I declare to you, brothers, that flesh and blood cannot inherit the kingdom of God, nor does the perishable inherit the imperishable. Listen, I tell you a mystery: We will not all sleep, but we will all be changed— in a flash, in the twinkling of an eye, at the last trumpet. For the trumpet will sound, the dead will be raised imperishable, and we will be changed. For the perishable must clothe itself with the imperishable, and the mortal with immortality. When the perishable has been clothed with the imperishable, and the mortal with immortality, then the saying that is written will come true: "Death has been swallowed up in victory." "Where, O death, is your victory?
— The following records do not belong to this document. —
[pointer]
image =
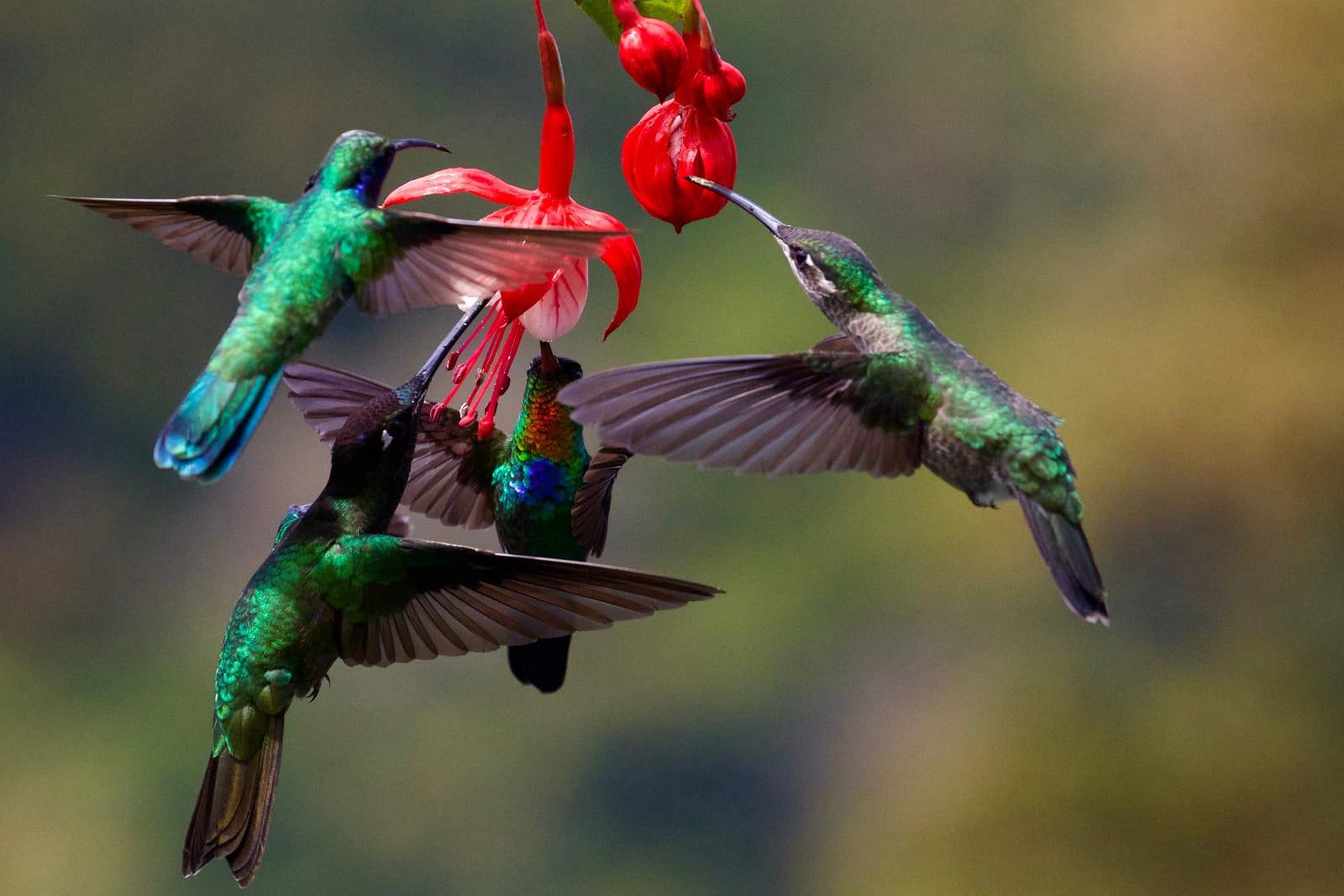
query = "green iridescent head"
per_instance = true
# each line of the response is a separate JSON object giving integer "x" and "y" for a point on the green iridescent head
{"x": 360, "y": 160}
{"x": 824, "y": 262}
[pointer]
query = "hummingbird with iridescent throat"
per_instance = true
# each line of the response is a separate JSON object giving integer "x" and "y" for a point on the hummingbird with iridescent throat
{"x": 889, "y": 394}
{"x": 539, "y": 488}
{"x": 302, "y": 261}
{"x": 340, "y": 584}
Where, O death, is your sting?" The sting of death is sin, and the power of sin is the law. But thanks be to God! He gives us the victory through our Lord Jesus Christ.
Therefore, my dear brothers, stand firm. Let nothing move you. Always give yourselves fully to the work of the Lord, because you know that your labor in the Lord is not in vain.
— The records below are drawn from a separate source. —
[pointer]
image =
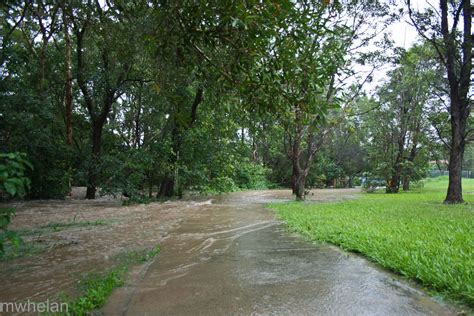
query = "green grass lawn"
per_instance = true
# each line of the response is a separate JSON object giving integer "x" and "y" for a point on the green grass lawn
{"x": 411, "y": 233}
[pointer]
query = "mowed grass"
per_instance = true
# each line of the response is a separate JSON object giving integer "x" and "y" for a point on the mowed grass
{"x": 413, "y": 233}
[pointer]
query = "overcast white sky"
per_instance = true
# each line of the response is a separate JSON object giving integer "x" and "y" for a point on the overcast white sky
{"x": 404, "y": 35}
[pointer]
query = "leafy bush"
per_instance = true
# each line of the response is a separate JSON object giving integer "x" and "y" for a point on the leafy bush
{"x": 220, "y": 185}
{"x": 13, "y": 183}
{"x": 251, "y": 176}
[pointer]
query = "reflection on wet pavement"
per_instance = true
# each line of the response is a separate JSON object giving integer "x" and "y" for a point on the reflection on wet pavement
{"x": 231, "y": 256}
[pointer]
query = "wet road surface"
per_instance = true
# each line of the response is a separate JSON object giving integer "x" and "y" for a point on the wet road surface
{"x": 232, "y": 256}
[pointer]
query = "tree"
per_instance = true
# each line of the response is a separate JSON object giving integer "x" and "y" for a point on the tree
{"x": 451, "y": 36}
{"x": 398, "y": 125}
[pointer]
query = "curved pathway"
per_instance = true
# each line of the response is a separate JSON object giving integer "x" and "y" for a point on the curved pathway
{"x": 232, "y": 256}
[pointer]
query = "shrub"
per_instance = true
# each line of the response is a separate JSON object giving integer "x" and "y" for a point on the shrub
{"x": 13, "y": 183}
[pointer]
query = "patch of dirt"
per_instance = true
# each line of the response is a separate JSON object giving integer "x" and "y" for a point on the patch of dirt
{"x": 71, "y": 251}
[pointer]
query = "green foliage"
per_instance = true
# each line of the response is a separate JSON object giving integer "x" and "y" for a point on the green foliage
{"x": 411, "y": 233}
{"x": 97, "y": 288}
{"x": 13, "y": 183}
{"x": 251, "y": 176}
{"x": 220, "y": 185}
{"x": 13, "y": 179}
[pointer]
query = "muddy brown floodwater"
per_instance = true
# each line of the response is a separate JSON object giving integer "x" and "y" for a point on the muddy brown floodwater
{"x": 221, "y": 255}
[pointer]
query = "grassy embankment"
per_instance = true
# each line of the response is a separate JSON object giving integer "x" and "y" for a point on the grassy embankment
{"x": 411, "y": 233}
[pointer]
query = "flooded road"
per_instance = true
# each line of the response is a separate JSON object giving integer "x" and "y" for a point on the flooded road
{"x": 232, "y": 256}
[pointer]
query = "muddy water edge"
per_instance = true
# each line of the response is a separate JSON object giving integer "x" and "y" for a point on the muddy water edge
{"x": 222, "y": 255}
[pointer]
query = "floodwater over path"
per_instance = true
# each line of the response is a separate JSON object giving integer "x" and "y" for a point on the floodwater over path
{"x": 230, "y": 255}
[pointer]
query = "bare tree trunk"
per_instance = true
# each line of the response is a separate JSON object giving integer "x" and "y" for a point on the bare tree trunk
{"x": 406, "y": 183}
{"x": 68, "y": 92}
{"x": 93, "y": 168}
{"x": 68, "y": 88}
{"x": 459, "y": 90}
{"x": 167, "y": 186}
{"x": 458, "y": 127}
{"x": 300, "y": 187}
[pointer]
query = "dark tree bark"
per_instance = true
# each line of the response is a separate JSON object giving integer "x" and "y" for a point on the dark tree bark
{"x": 302, "y": 158}
{"x": 68, "y": 87}
{"x": 97, "y": 112}
{"x": 459, "y": 78}
{"x": 459, "y": 84}
{"x": 167, "y": 186}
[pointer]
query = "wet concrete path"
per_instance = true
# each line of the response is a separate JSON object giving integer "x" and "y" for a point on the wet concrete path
{"x": 232, "y": 256}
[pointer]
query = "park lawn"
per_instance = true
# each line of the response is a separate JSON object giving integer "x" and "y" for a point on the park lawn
{"x": 413, "y": 233}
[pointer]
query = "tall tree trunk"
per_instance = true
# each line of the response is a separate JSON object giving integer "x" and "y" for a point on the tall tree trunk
{"x": 393, "y": 184}
{"x": 459, "y": 84}
{"x": 68, "y": 88}
{"x": 300, "y": 186}
{"x": 458, "y": 127}
{"x": 406, "y": 183}
{"x": 167, "y": 186}
{"x": 68, "y": 92}
{"x": 93, "y": 168}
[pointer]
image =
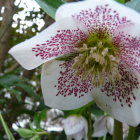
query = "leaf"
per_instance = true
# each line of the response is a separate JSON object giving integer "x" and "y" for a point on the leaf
{"x": 36, "y": 137}
{"x": 28, "y": 89}
{"x": 121, "y": 1}
{"x": 50, "y": 6}
{"x": 2, "y": 101}
{"x": 39, "y": 116}
{"x": 25, "y": 133}
{"x": 17, "y": 94}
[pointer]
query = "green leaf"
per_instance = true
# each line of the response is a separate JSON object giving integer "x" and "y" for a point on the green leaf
{"x": 121, "y": 1}
{"x": 25, "y": 133}
{"x": 50, "y": 6}
{"x": 2, "y": 101}
{"x": 36, "y": 137}
{"x": 39, "y": 116}
{"x": 28, "y": 89}
{"x": 134, "y": 4}
{"x": 17, "y": 94}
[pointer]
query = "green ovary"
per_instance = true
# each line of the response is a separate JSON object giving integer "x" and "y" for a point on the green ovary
{"x": 97, "y": 57}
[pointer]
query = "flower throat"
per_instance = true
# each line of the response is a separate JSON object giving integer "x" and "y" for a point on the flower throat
{"x": 97, "y": 57}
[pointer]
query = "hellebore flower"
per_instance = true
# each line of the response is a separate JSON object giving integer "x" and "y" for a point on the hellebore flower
{"x": 96, "y": 47}
{"x": 104, "y": 125}
{"x": 76, "y": 127}
{"x": 54, "y": 121}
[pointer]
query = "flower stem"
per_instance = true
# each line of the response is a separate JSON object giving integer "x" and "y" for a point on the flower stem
{"x": 131, "y": 134}
{"x": 118, "y": 134}
{"x": 89, "y": 124}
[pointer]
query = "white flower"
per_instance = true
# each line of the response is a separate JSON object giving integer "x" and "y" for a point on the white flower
{"x": 76, "y": 127}
{"x": 102, "y": 38}
{"x": 54, "y": 121}
{"x": 104, "y": 125}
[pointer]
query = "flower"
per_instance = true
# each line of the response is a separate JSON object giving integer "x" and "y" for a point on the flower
{"x": 76, "y": 127}
{"x": 96, "y": 47}
{"x": 104, "y": 125}
{"x": 54, "y": 121}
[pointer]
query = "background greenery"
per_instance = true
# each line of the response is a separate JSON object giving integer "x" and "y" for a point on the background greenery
{"x": 20, "y": 93}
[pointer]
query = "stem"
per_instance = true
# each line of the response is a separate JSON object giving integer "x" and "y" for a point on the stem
{"x": 89, "y": 125}
{"x": 7, "y": 131}
{"x": 131, "y": 134}
{"x": 118, "y": 133}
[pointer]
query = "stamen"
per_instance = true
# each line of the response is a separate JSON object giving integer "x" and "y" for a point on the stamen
{"x": 99, "y": 62}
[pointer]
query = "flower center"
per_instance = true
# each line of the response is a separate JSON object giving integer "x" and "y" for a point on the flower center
{"x": 97, "y": 57}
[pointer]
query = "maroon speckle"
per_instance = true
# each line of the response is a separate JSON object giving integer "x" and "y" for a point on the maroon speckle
{"x": 122, "y": 90}
{"x": 70, "y": 85}
{"x": 62, "y": 43}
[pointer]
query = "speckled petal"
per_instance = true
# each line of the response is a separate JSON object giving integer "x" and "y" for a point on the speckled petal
{"x": 128, "y": 38}
{"x": 70, "y": 9}
{"x": 61, "y": 88}
{"x": 58, "y": 39}
{"x": 122, "y": 99}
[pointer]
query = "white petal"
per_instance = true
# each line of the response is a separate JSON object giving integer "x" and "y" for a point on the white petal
{"x": 128, "y": 38}
{"x": 97, "y": 7}
{"x": 58, "y": 39}
{"x": 121, "y": 100}
{"x": 61, "y": 88}
{"x": 110, "y": 124}
{"x": 74, "y": 125}
{"x": 100, "y": 127}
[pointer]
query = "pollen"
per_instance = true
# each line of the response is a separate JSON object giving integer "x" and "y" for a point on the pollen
{"x": 98, "y": 58}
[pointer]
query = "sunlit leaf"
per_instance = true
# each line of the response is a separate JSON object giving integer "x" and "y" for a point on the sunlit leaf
{"x": 50, "y": 6}
{"x": 25, "y": 133}
{"x": 121, "y": 1}
{"x": 134, "y": 4}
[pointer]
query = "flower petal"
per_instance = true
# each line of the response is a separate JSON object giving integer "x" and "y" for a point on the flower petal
{"x": 88, "y": 11}
{"x": 74, "y": 125}
{"x": 128, "y": 38}
{"x": 100, "y": 128}
{"x": 121, "y": 99}
{"x": 61, "y": 88}
{"x": 58, "y": 39}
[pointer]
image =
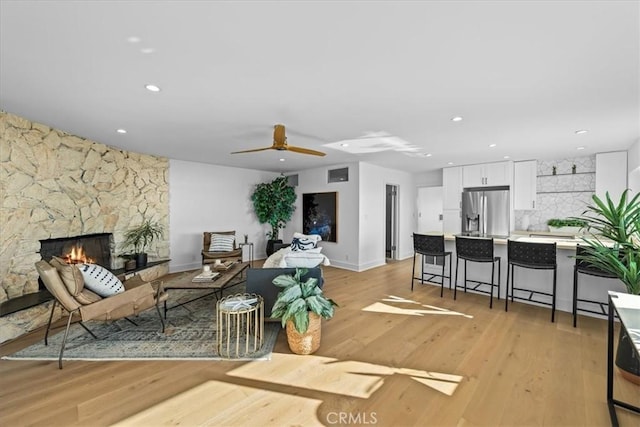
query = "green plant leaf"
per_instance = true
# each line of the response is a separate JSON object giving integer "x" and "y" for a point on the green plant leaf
{"x": 614, "y": 241}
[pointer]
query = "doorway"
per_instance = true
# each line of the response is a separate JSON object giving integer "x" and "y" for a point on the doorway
{"x": 391, "y": 221}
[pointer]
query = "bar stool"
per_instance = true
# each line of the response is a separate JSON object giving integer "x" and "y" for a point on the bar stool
{"x": 430, "y": 245}
{"x": 476, "y": 249}
{"x": 584, "y": 267}
{"x": 537, "y": 256}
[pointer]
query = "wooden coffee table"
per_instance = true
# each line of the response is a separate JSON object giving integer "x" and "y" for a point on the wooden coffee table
{"x": 225, "y": 279}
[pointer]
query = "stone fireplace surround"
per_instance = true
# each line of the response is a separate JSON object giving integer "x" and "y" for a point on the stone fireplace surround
{"x": 57, "y": 185}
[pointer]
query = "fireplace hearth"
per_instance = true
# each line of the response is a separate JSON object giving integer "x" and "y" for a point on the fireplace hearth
{"x": 89, "y": 248}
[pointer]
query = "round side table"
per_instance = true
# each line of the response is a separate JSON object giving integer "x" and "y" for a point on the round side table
{"x": 240, "y": 325}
When I read the part in bold, I realized what a powerful statement that is. To have no fear of death, no pain of death...Wow I want a place like that.
I enjoy my happy things in this world but they are not meant to last forever. These moments of joy will pass away. I am wanting to stay in this world where there is more sadness than joy and evil than good?!? What is wrong with me! Nothing can always be joyful and good, hard times will come whether it is the end times or not.
1 John 2:15
Do not love the world or anything in the world. If you love the world, love for the Father is not in you.
Why this simplistic concept has taken me so long to grasp is my own fault really. In my head I knew heaven is a much happier and peaceful place than this world. I knew the "answers" to my questions. This isn't the first time I have heard or read these scriptures, but today it all clicked in my heart.
I have avoided thinking about these scriptures and there meaning, because I was afraid. When I read these verses instead of growing my fear, it gave me peace. Peace knowing that no matter what happens here, it will not change my future. My true home is peaceful and there are no worries or fears. I can't even imagine that, but I long for it.
My fleshly mind longs for my spiritual home, and that is the first time I have EVER said that.

4 comments:

Anonymous said...

I'm banking on a rapture before all the bad stuff starts. Makes it a lot less stressful and worrysome to think about the end times when I believe we won't be here for the worst of it.

The De Witts said...

Great post Miranda. The one thing I hold through all of the fears I have is the LORD's return. It is often my prayer that HE would come back and take us to spare us any kind of sufferring. I will update you on my "fear" study as it unfolds. One thing I have learned so far is that I am empowered by the LORD's spirit. I gues I just need to learn how to use that power now, huh?
talk to you soon,
Micky

Angela Pike said...

Miranda, reading your blogs, especially ones like this one challenge me to want to draw closer to God more than ever before. Your spiritual maturity and knowledge is amazing. I admire all of the neat ways you show God to your kids on top of your everyday witness...the birthday cake for Jesus, the thankful jar for Thanksgiving. You are a wonderful mother, friend, and inspiring woman of God. Hope we can get together again soon.

Miranda said...

Thanks for the encoragement. Although, I feel humbled by your kind words!!!
I'd love to get together again soon!